Categorical data type optimization in Data Analysis Python - Time & Space Complexity
When working with large data tables, converting text columns to categorical types can speed up operations.
We want to know how the time to convert grows as the data size grows.
Analyze the time complexity of the following code snippet.
import pandas as pd
def optimize_categorical(df, col):
df[col] = df[col].astype('category')
return df
# Example usage:
# df = optimize_categorical(df, 'city')
This code changes a column's data type to categorical to save memory and speed up some operations.
Identify the loops, recursion, array traversals that repeat.
- Primary operation: Scanning the entire column to find unique values and assign codes.
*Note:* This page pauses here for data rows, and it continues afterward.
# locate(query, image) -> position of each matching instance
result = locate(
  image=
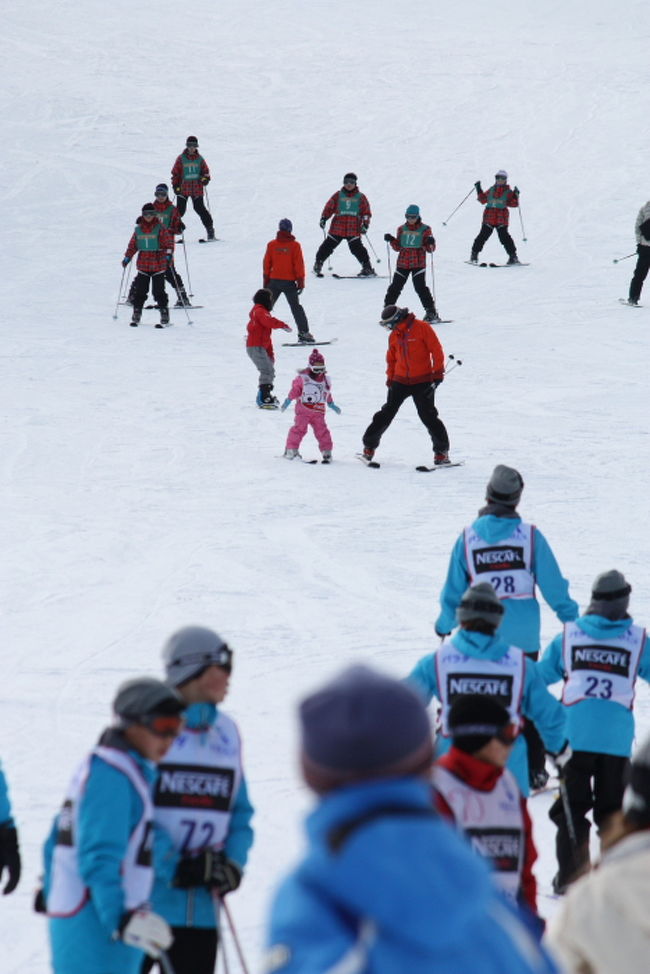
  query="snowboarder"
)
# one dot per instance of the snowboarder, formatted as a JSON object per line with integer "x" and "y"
{"x": 190, "y": 176}
{"x": 98, "y": 857}
{"x": 284, "y": 273}
{"x": 598, "y": 658}
{"x": 515, "y": 557}
{"x": 496, "y": 200}
{"x": 415, "y": 368}
{"x": 477, "y": 660}
{"x": 642, "y": 231}
{"x": 259, "y": 346}
{"x": 155, "y": 248}
{"x": 201, "y": 803}
{"x": 9, "y": 851}
{"x": 474, "y": 789}
{"x": 351, "y": 212}
{"x": 602, "y": 925}
{"x": 312, "y": 391}
{"x": 413, "y": 241}
{"x": 385, "y": 885}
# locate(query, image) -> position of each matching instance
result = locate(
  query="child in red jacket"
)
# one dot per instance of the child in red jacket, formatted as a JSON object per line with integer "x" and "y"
{"x": 473, "y": 788}
{"x": 259, "y": 346}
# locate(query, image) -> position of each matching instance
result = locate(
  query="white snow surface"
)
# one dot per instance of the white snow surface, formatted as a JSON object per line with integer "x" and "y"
{"x": 141, "y": 488}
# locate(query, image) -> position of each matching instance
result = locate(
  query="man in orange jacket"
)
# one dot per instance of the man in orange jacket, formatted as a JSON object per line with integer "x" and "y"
{"x": 284, "y": 273}
{"x": 415, "y": 367}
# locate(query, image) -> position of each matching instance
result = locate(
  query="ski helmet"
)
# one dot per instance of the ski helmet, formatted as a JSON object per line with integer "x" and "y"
{"x": 188, "y": 652}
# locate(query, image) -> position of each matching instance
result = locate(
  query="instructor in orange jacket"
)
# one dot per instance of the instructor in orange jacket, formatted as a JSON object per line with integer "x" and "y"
{"x": 284, "y": 273}
{"x": 415, "y": 367}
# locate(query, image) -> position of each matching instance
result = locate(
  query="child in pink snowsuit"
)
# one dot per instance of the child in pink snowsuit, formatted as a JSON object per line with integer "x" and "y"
{"x": 312, "y": 391}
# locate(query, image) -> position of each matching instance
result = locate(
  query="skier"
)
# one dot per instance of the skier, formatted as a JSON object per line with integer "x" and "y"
{"x": 385, "y": 885}
{"x": 515, "y": 557}
{"x": 9, "y": 851}
{"x": 190, "y": 175}
{"x": 602, "y": 925}
{"x": 598, "y": 658}
{"x": 474, "y": 789}
{"x": 284, "y": 273}
{"x": 312, "y": 391}
{"x": 477, "y": 660}
{"x": 155, "y": 248}
{"x": 413, "y": 241}
{"x": 259, "y": 346}
{"x": 415, "y": 368}
{"x": 201, "y": 803}
{"x": 351, "y": 212}
{"x": 496, "y": 200}
{"x": 642, "y": 231}
{"x": 98, "y": 858}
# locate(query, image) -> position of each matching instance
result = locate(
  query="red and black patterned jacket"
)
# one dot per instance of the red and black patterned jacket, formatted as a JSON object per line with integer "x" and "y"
{"x": 498, "y": 217}
{"x": 347, "y": 225}
{"x": 151, "y": 261}
{"x": 413, "y": 258}
{"x": 189, "y": 187}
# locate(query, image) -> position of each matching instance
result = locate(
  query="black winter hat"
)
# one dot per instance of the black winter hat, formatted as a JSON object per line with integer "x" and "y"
{"x": 610, "y": 595}
{"x": 474, "y": 719}
{"x": 505, "y": 486}
{"x": 264, "y": 297}
{"x": 480, "y": 602}
{"x": 363, "y": 725}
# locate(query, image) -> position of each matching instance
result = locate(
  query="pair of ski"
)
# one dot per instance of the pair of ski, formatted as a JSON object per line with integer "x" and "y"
{"x": 422, "y": 468}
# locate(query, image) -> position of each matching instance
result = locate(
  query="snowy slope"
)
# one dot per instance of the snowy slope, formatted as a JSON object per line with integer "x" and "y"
{"x": 141, "y": 488}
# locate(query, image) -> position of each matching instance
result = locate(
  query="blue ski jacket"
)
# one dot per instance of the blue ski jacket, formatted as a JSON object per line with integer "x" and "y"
{"x": 537, "y": 703}
{"x": 603, "y": 726}
{"x": 195, "y": 907}
{"x": 402, "y": 893}
{"x": 109, "y": 811}
{"x": 521, "y": 623}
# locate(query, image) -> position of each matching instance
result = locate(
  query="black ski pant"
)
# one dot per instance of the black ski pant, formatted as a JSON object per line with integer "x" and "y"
{"x": 330, "y": 243}
{"x": 423, "y": 395}
{"x": 290, "y": 291}
{"x": 157, "y": 289}
{"x": 199, "y": 207}
{"x": 504, "y": 237}
{"x": 194, "y": 951}
{"x": 594, "y": 782}
{"x": 400, "y": 277}
{"x": 640, "y": 272}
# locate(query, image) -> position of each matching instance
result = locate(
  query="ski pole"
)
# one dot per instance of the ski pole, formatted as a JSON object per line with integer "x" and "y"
{"x": 171, "y": 267}
{"x": 378, "y": 259}
{"x": 240, "y": 953}
{"x": 119, "y": 293}
{"x": 523, "y": 232}
{"x": 445, "y": 222}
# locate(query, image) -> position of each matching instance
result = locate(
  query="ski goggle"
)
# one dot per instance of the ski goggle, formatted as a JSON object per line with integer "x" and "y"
{"x": 163, "y": 726}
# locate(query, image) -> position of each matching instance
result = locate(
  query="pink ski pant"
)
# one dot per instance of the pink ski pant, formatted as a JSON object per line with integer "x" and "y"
{"x": 305, "y": 418}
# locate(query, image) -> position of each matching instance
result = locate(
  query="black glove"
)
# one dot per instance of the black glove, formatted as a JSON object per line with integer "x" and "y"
{"x": 211, "y": 869}
{"x": 9, "y": 856}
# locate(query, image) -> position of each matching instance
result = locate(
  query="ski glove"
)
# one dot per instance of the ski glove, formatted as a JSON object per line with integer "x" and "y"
{"x": 563, "y": 756}
{"x": 9, "y": 856}
{"x": 211, "y": 869}
{"x": 145, "y": 931}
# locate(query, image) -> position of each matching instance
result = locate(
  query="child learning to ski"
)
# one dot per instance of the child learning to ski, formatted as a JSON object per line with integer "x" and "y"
{"x": 312, "y": 391}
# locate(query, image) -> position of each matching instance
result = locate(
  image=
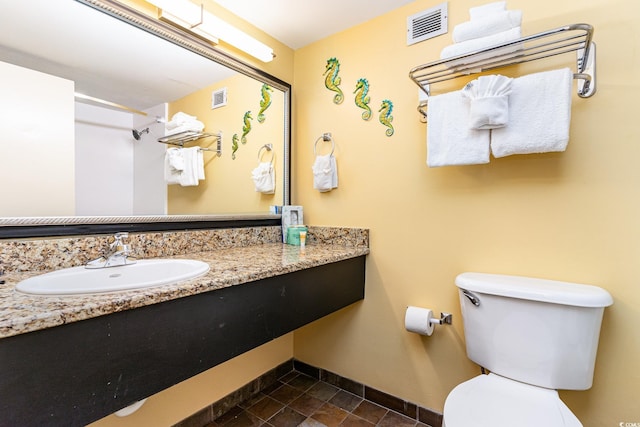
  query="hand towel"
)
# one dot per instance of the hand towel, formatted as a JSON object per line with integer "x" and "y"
{"x": 488, "y": 9}
{"x": 173, "y": 157}
{"x": 539, "y": 115}
{"x": 449, "y": 139}
{"x": 483, "y": 43}
{"x": 325, "y": 173}
{"x": 190, "y": 175}
{"x": 490, "y": 25}
{"x": 264, "y": 178}
{"x": 488, "y": 101}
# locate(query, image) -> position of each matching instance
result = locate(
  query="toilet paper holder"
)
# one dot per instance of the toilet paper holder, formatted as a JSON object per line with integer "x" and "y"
{"x": 445, "y": 319}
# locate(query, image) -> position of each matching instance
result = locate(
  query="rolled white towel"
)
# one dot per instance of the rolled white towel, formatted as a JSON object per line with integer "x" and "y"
{"x": 325, "y": 173}
{"x": 450, "y": 142}
{"x": 489, "y": 101}
{"x": 488, "y": 9}
{"x": 487, "y": 26}
{"x": 483, "y": 43}
{"x": 264, "y": 178}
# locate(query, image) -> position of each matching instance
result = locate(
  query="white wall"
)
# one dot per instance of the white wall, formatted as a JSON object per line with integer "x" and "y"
{"x": 149, "y": 187}
{"x": 36, "y": 143}
{"x": 104, "y": 165}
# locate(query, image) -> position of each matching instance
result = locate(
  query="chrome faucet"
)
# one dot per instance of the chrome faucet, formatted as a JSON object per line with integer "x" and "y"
{"x": 118, "y": 254}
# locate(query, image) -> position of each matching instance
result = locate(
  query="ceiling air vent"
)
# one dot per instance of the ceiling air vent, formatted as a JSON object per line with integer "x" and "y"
{"x": 427, "y": 24}
{"x": 219, "y": 98}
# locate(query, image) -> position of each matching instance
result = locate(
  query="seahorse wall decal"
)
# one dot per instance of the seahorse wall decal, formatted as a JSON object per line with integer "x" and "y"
{"x": 385, "y": 116}
{"x": 265, "y": 102}
{"x": 234, "y": 145}
{"x": 246, "y": 128}
{"x": 362, "y": 99}
{"x": 332, "y": 81}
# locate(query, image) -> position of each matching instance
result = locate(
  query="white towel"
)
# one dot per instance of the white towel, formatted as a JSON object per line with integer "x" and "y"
{"x": 539, "y": 115}
{"x": 172, "y": 158}
{"x": 325, "y": 173}
{"x": 264, "y": 178}
{"x": 483, "y": 43}
{"x": 489, "y": 101}
{"x": 488, "y": 9}
{"x": 449, "y": 139}
{"x": 487, "y": 26}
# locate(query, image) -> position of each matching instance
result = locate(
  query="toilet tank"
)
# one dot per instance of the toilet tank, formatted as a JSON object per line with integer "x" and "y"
{"x": 540, "y": 332}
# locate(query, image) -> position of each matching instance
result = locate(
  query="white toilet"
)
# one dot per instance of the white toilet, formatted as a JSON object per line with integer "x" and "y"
{"x": 535, "y": 336}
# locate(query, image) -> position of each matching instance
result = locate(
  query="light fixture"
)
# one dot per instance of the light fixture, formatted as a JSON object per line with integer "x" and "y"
{"x": 195, "y": 19}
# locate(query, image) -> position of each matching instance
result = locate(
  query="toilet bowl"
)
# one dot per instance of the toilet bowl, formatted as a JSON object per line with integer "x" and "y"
{"x": 536, "y": 336}
{"x": 492, "y": 400}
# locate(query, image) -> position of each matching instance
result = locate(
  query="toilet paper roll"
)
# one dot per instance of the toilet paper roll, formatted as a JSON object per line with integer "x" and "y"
{"x": 419, "y": 320}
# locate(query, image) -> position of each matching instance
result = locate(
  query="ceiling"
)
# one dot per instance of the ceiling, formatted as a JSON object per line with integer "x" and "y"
{"x": 297, "y": 23}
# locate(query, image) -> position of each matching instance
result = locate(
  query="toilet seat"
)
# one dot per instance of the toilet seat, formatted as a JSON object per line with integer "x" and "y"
{"x": 495, "y": 401}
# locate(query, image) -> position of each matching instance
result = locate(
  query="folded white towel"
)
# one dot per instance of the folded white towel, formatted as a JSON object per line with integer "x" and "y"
{"x": 264, "y": 178}
{"x": 178, "y": 119}
{"x": 194, "y": 126}
{"x": 489, "y": 101}
{"x": 488, "y": 9}
{"x": 488, "y": 26}
{"x": 171, "y": 173}
{"x": 539, "y": 115}
{"x": 449, "y": 139}
{"x": 325, "y": 173}
{"x": 483, "y": 43}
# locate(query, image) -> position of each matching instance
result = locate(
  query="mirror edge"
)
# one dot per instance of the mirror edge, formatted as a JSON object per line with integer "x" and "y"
{"x": 31, "y": 227}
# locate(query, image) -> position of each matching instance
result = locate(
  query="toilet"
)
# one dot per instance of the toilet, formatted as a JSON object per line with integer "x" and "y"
{"x": 535, "y": 336}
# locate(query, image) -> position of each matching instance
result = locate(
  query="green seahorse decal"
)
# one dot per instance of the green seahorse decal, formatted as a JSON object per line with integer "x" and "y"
{"x": 362, "y": 98}
{"x": 246, "y": 128}
{"x": 332, "y": 81}
{"x": 234, "y": 145}
{"x": 385, "y": 116}
{"x": 265, "y": 102}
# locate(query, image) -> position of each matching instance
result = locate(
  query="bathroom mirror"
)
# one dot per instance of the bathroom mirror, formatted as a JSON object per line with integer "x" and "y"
{"x": 130, "y": 74}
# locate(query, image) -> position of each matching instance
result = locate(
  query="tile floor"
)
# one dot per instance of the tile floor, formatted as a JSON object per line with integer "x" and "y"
{"x": 298, "y": 400}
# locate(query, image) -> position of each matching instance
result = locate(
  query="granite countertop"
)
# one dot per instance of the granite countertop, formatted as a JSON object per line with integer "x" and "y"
{"x": 21, "y": 313}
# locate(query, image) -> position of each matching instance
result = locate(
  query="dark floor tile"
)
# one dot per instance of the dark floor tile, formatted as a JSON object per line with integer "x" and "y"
{"x": 391, "y": 402}
{"x": 229, "y": 415}
{"x": 302, "y": 382}
{"x": 323, "y": 391}
{"x": 346, "y": 401}
{"x": 370, "y": 411}
{"x": 310, "y": 422}
{"x": 244, "y": 419}
{"x": 393, "y": 419}
{"x": 330, "y": 415}
{"x": 429, "y": 417}
{"x": 266, "y": 408}
{"x": 353, "y": 421}
{"x": 287, "y": 417}
{"x": 306, "y": 404}
{"x": 285, "y": 394}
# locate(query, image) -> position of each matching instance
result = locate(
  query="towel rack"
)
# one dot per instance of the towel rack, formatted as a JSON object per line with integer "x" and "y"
{"x": 570, "y": 38}
{"x": 182, "y": 138}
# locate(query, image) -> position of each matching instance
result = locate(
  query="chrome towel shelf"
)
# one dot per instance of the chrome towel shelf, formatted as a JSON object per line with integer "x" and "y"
{"x": 570, "y": 38}
{"x": 182, "y": 138}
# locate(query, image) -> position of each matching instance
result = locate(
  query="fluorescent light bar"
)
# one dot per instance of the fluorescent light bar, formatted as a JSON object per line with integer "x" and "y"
{"x": 193, "y": 18}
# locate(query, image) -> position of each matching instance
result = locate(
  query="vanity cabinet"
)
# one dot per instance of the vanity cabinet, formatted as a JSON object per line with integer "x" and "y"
{"x": 79, "y": 372}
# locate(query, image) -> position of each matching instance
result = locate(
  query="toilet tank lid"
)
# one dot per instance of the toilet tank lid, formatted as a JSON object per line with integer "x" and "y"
{"x": 550, "y": 291}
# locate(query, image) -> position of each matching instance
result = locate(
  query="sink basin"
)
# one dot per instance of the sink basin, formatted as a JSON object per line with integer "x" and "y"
{"x": 143, "y": 274}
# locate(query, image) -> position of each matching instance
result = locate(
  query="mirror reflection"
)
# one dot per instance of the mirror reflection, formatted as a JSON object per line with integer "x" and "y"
{"x": 88, "y": 101}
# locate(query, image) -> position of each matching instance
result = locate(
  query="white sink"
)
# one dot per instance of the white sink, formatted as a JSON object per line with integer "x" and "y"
{"x": 142, "y": 274}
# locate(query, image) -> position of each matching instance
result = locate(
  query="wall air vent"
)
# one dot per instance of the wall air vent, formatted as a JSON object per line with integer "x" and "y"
{"x": 427, "y": 24}
{"x": 219, "y": 98}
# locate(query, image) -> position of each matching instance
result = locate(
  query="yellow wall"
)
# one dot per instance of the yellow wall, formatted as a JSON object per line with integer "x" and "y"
{"x": 228, "y": 186}
{"x": 570, "y": 216}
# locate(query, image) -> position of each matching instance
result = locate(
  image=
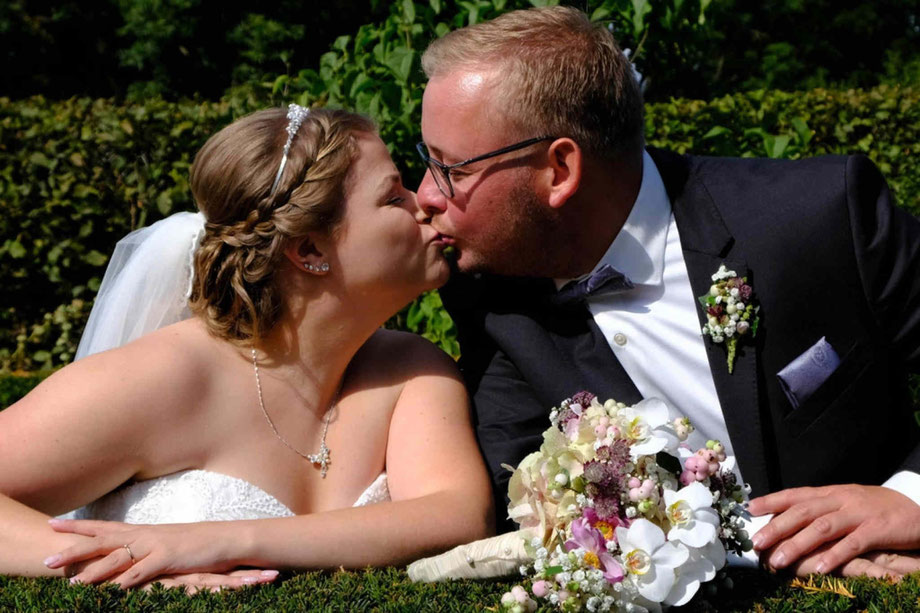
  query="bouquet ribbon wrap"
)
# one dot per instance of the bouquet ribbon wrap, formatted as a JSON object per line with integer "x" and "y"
{"x": 497, "y": 556}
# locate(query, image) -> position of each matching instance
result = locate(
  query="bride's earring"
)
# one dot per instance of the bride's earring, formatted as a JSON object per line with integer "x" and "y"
{"x": 319, "y": 268}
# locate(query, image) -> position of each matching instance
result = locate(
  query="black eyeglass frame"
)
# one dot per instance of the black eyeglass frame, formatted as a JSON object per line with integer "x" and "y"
{"x": 440, "y": 168}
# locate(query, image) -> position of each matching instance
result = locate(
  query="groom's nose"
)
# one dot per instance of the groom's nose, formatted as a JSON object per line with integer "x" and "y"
{"x": 431, "y": 201}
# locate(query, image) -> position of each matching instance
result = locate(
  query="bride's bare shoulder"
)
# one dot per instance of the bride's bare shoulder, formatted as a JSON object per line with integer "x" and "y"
{"x": 175, "y": 362}
{"x": 402, "y": 356}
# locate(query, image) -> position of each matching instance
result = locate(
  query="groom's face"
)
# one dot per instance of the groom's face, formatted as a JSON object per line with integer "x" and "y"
{"x": 494, "y": 219}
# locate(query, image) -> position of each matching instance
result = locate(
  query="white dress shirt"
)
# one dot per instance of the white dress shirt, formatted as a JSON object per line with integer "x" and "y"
{"x": 654, "y": 330}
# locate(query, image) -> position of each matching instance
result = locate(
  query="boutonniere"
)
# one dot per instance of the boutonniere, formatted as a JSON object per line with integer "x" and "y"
{"x": 731, "y": 312}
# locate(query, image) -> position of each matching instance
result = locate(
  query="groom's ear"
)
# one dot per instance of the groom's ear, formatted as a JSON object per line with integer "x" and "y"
{"x": 304, "y": 251}
{"x": 564, "y": 169}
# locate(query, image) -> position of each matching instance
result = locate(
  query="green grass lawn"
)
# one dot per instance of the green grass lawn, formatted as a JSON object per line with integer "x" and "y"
{"x": 391, "y": 590}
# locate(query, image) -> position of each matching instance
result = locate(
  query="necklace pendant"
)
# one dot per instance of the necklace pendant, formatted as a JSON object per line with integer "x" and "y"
{"x": 322, "y": 458}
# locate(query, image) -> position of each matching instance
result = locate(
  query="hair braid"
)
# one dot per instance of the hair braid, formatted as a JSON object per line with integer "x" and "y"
{"x": 235, "y": 290}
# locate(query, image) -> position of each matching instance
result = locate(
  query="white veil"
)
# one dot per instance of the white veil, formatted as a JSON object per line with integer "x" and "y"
{"x": 146, "y": 284}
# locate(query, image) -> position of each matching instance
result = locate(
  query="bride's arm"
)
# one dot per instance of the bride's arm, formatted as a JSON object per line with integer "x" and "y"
{"x": 440, "y": 498}
{"x": 77, "y": 436}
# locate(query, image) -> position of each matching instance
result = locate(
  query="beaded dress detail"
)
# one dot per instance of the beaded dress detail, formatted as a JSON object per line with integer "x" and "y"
{"x": 199, "y": 495}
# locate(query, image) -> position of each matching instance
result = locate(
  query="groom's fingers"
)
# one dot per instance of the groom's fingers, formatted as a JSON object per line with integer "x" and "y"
{"x": 777, "y": 502}
{"x": 104, "y": 568}
{"x": 810, "y": 530}
{"x": 791, "y": 520}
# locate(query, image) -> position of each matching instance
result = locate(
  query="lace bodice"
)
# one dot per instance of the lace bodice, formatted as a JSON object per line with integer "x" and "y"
{"x": 200, "y": 495}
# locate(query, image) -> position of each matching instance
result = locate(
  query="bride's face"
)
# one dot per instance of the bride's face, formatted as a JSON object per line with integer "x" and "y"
{"x": 382, "y": 247}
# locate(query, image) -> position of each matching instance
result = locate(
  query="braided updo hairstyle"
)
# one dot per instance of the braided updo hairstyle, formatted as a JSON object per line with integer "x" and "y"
{"x": 234, "y": 289}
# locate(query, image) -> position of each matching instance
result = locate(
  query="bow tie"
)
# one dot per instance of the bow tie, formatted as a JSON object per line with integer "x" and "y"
{"x": 604, "y": 280}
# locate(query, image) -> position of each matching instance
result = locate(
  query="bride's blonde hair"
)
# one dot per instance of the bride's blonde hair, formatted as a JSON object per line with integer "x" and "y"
{"x": 234, "y": 290}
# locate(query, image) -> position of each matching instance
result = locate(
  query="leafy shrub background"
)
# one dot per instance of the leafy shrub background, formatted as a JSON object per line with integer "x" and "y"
{"x": 77, "y": 175}
{"x": 687, "y": 48}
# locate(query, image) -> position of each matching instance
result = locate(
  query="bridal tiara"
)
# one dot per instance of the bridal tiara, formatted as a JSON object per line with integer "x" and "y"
{"x": 296, "y": 115}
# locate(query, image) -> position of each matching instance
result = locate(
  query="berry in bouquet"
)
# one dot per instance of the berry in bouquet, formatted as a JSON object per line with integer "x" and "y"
{"x": 622, "y": 515}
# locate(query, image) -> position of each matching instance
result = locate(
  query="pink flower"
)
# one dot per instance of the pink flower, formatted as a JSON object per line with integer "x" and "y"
{"x": 593, "y": 542}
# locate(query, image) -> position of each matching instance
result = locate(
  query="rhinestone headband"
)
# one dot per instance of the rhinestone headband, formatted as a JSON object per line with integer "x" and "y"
{"x": 296, "y": 115}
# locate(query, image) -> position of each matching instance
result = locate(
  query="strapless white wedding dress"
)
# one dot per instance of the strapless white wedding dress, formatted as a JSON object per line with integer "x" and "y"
{"x": 199, "y": 495}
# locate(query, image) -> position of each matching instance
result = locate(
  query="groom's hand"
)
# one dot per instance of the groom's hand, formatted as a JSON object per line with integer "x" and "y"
{"x": 839, "y": 523}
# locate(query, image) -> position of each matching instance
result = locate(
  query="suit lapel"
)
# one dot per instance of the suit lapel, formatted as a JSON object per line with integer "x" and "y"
{"x": 571, "y": 344}
{"x": 707, "y": 243}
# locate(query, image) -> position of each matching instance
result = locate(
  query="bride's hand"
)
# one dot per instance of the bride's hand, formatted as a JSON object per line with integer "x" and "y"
{"x": 131, "y": 555}
{"x": 213, "y": 582}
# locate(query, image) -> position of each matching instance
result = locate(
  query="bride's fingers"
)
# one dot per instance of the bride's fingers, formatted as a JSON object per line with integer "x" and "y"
{"x": 114, "y": 563}
{"x": 87, "y": 527}
{"x": 215, "y": 582}
{"x": 96, "y": 547}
- How many times: Once over all rows in the column.
The time to convert grows roughly in direct proportion to the number of rows.
| Input Size (n) | Approx. Operations |
|---|---|
| 10 | About 10 checks and assignments |
| 100 | About 100 checks and assignments |
| 1000 | About 1000 checks and assignments |
Pattern observation: Doubling the rows roughly doubles the work done.
Time Complexity: O(n)
This means the time to convert grows linearly with the number of rows in the column.
[X] Wrong: "Converting to categorical is instant no matter the data size."
[OK] Correct: The process scans all rows to find unique values, so bigger data takes more time.
Understanding how data type changes affect speed helps you work efficiently with big data in real projects.
"What if the column already has very few unique values? How would that affect the time complexity?"